To be fair we still do get stories about non named characters doing pretty amazing things, like the recent Lamenters one where an Eliminator tracked a Tyranid Prime. So fiction that wasn't about Calgar/Guilliman/The Lion etc is still being written and at greater numbers than what the primarchs get.

On 5/6/2024 at 6:45 PM, gideon stargreave said:

back to gaming: it was a real event fighting against an avatar once upon a time. Same as a couple of basilisks could really cause tactical challenges. Once baneblades and multigreaterdaemon armies rolled in, tactics became about threat neutralization rather than board control. Why bother with tactical marines when they can get deleted in a turn? 

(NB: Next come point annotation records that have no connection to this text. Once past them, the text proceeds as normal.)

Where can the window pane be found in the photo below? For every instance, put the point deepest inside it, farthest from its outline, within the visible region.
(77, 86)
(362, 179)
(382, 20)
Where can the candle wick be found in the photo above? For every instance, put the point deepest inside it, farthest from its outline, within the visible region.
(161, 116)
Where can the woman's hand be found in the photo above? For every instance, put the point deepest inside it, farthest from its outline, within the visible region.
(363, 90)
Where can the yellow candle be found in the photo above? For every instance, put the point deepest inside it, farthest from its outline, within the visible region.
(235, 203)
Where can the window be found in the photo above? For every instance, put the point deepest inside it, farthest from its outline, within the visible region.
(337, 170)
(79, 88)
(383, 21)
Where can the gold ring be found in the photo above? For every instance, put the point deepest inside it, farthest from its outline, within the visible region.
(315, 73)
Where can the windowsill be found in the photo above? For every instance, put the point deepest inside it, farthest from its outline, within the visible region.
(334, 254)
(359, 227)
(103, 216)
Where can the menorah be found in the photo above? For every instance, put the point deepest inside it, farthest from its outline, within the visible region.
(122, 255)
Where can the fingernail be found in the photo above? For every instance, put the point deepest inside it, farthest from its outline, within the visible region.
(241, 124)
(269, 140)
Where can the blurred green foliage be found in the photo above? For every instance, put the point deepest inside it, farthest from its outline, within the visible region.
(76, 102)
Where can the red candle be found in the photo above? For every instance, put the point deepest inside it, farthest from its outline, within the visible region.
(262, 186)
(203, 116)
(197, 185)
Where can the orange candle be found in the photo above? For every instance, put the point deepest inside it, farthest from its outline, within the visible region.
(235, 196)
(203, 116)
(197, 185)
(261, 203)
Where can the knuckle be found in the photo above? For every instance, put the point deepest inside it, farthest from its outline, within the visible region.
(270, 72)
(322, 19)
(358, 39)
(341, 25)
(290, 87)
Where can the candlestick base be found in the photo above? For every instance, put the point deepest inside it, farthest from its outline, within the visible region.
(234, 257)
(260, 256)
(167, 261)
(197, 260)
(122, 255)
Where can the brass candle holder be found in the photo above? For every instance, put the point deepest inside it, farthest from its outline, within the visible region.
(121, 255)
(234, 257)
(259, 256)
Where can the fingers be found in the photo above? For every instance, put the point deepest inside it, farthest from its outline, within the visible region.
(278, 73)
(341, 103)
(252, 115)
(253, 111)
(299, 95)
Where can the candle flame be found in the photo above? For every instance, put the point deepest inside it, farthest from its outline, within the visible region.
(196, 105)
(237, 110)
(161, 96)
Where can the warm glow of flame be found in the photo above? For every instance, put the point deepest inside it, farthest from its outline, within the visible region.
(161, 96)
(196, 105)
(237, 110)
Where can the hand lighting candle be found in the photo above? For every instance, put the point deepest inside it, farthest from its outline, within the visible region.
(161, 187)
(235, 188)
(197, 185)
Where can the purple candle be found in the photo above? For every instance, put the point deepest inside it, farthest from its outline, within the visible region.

Yeah, for sure and this is what some of us have been saying in this thread for a while: the game has moved away from a handful of squads being able to influence the game and towards numerous squads of singular large units (ie, Knights, Primarchs, etc). Before, a game could hinge on that Tactical Squad managing to hold on vs that Basilisk barrage, but the scale of the game has increased to make that fight much smaller as it has zoomed out. And part of this scale change is due to the large models that somewhat demand a larger scale to accomodate them.

 

Again, this isn't necessarily an issue - Knights, Primarchs, Stompas, all that jazz, they're all cool! I love Titans, I love Baneblades, they're great 40k things...but they do warp the way the game plays, and for the story/setting the focus on only the largest of named characters reduces the setting into a less interesting single-thread narrative, rather than the dispersed setting where multiple different stories can be told with varying focuses, both big and smaller. Now, it's certainly not impossible to still make those stories, but the (to borrow a phrase) 40k gaming/story Overton window has shifted upwards.

Just to play devils advocate (because I only work witth Crusade, so I'm not as in tune with match victory conditions), isn't it usually controlling objectives that wins games, not killing things?

 

And if so, what's the OC of a Baneblade or knight or Guilliman compared to the OC of the average battleline unit?

57 minutes ago, ThePenitentOne said:

Just to play devils advocate (because I only work witth Crusade, so I'm not as in tune with match victory conditions), isn't it usually controlling objectives that wins games, not killing things?

 

And if so, what's the OC of a Baneblade or knight or Guilliman compared to the OC of the average battleline unit?

 

The really obvious answer to this line of reasoning is; if those smaller units become mulch for the bigger guys, they can't score, can they?